(Bloomberg) -- Alibaba (NYSE:BABA) Group Holding Ltd.’s quarterly revenue beat the highest analysts’ estimates after personalized shopping recommendations and a June sales bonanza drove China’s leading online retail business.
Revenue at Asia’s biggest company rose 42% to 114.9 billion yuan ($16.3 billion) in the three months ended June. That compares with the 111.6 billion yuan average of estimates compiled by Bloomberg. Adjusted earnings per share came to 12.55 yuan versus the 10.3 yuan projected.

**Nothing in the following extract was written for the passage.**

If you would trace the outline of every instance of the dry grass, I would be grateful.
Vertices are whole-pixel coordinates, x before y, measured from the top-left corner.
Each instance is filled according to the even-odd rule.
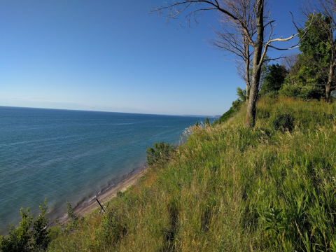
[[[270,118],[286,108],[292,132]],[[49,251],[336,251],[336,106],[264,99],[256,127],[244,109],[223,125],[193,127],[170,162],[92,215],[55,229]],[[188,134],[188,132],[186,132]],[[282,210],[274,230],[262,219]]]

Alibaba, whose business is predominantly domestic, is riding a surge in internet shopping in defiance of a slowing home economy. Chinese online sales accelerated in the June quarter from the previous three months, helped by sales promotions that unfolded across the country’s largest e-commerce platforms. Alibaba is also fine-tuning services that target buyers based on personal preferences, introducing tweaks to product feeds for instance to boost ad revenue and buying.
“E-commerce growth remained strong in the second quarter,” David Dai, a Hong Kong-based analyst with Bernstein, said in a report before the earnings release. “We expect Alibaba user and transaction growth to accelerate in the second quarter.”

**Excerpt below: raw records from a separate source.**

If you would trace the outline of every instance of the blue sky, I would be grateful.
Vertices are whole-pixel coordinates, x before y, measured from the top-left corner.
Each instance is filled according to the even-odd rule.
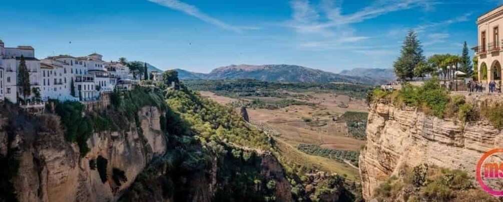
[[[3,1],[0,39],[39,58],[97,52],[161,69],[287,64],[339,72],[391,68],[406,31],[427,56],[476,45],[498,0]],[[70,43],[71,42],[71,43]]]

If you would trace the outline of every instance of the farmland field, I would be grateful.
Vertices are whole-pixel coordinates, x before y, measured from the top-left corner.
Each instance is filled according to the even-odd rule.
[[[286,154],[302,159],[309,167],[356,177],[354,166],[365,143],[367,106],[363,99],[327,91],[280,90],[266,97],[251,92],[239,96],[233,89],[232,93],[200,93],[236,110],[246,107],[251,123],[269,131]]]

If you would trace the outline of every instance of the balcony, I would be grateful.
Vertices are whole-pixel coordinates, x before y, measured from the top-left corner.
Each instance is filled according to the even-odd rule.
[[[487,47],[489,52],[490,52],[499,51],[500,50],[499,43],[498,42],[490,42],[489,43]]]
[[[484,46],[478,46],[471,48],[475,52],[475,55],[485,54],[487,49]]]

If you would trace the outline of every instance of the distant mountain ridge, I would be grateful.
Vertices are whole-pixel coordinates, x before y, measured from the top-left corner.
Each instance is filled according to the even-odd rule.
[[[254,79],[264,81],[287,82],[328,83],[346,82],[366,84],[380,84],[386,79],[370,77],[343,75],[298,65],[230,65],[215,69],[203,74],[177,69],[178,76],[183,80]]]
[[[352,70],[343,70],[339,74],[353,77],[383,79],[389,81],[394,80],[396,78],[393,69],[355,68]]]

Alibaba is approaching a critical juncture just as Chief Executive Officer Daniel Zhang prepares to replace billionaire founder Jack Ma as chairman in September. A U.S. campaign of tariffs and other curbs is heightening uncertainty around the world’s second-largest economy, while the emergence of rivals at home such as Pinduoduo Inc. tests its longstanding dominance of Chinese online retail.
The e-commerce titan may be on the look-out for assets to bolster its lead. Alibaba is in talks to pay $2 billion for NetEase (NASDAQ:NTES) Inc.’s Kaola, which specializes in selling foreign goods to Chinese consumers, local media outlet Caixin reported.

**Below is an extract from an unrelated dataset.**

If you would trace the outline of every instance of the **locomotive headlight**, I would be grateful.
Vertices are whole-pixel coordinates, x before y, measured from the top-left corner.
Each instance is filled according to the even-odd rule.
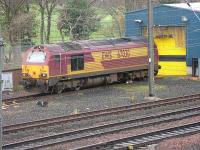
[[[41,77],[47,77],[46,73],[41,73]]]
[[[27,74],[27,73],[22,73],[22,76],[23,76],[23,77],[27,77],[28,74]]]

The company is also hatching plans to raise more capital. Alibaba’s quarterly out-performance bolsters its ambition of pulling off what could be Hong Kong’s biggest share sale since 2010. The company is said to have already filed confidentially for a stock listing, but it’s unclear when it might go ahead with the float given the widespread protests that have gripped Hong Kong over the past 11 weeks.